A Clean Conscience
Now this is our boast: Our conscience testifies that we have conducted ourselves in the world, and especially in our relations with you, with integrity and godly sincerity. 2 Corinthians 1:12 (NIV)
I used to enjoy working overnights in the Emergency Department but the consequence of that shift was that I struggled to return to a normal sleeping schedule when I switched back to days. Insomnia became a real struggle which I used as an excuse to take pills. I need this so I can sleep. It worked when I took the pills, but then, as I realized I was hiding an addiction, I began to lose sleep, worrying about that problem. The only solution I could see then, was to take more pills, which pained my conscience even more. Paradoxically, I lost a tremendous amount of sleep, tormented by the very thing that was supposed to help me find rest.

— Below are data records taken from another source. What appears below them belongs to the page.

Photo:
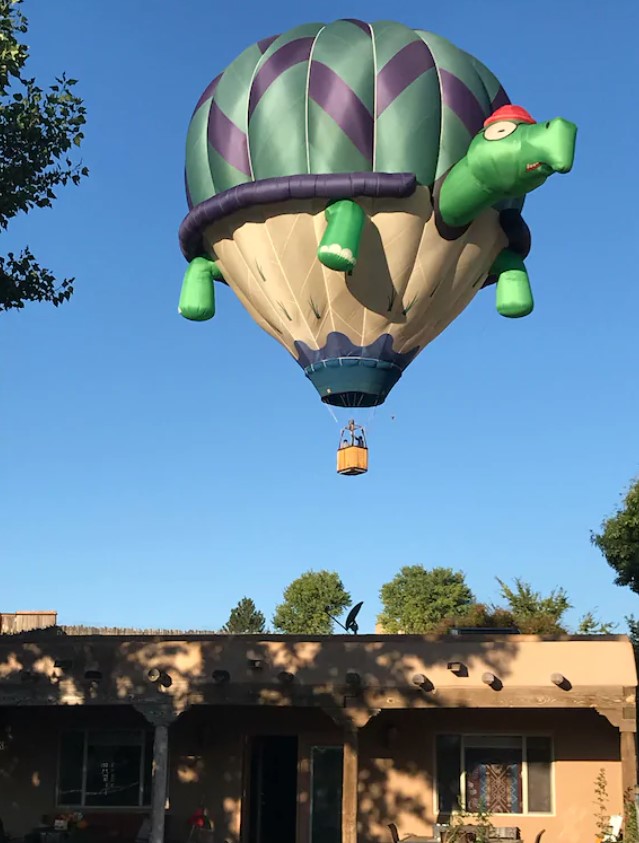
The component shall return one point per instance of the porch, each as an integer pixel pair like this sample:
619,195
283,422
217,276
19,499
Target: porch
327,740
271,775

Now, in recovery, I don’t work overnight, I don’t take pills to go to bed, and I sleep like a baby. I don’t live perfectly by any means, but I also don’t have a poisoned conscience keeping me up every night. After living for so many years with so much guilt and shame, it’s a remarkable thing to lay my head down at night with a clean conscience.
Paul boasted in this in today’s passage. In it, he said that because he had conducted himself with integrity, he could claim a clean conscience. Perhaps he made mistakes, but he had sincerely tried to do the right thing, and in doing so, he could live without major regret and shame.
When I was early in my recovery, the full consequences of my addictive, destructive behavior began to dawn on me, threatening to overwhelm me with guilt. Those in treatment around me encouraged me to dismiss such feelings – Just forgive yourself. I did ask God to forgive me and I know he did. I found though, that the only path to a truly clean conscience, when it came to my relationships with family and friends, has been to live with integrity. I couldn’t enjoy a clean conscience until I radically changed my behavior.
This doesn’t mean I never fail. It does mean though, that I don’t get to enjoy peace of mind while I’m still indulging in the things that cause me turmoil. If I want a clean conscience, I must, like Paul, abandon the things that cause me shame and guilt, daily embracing integrity and godly sincerity.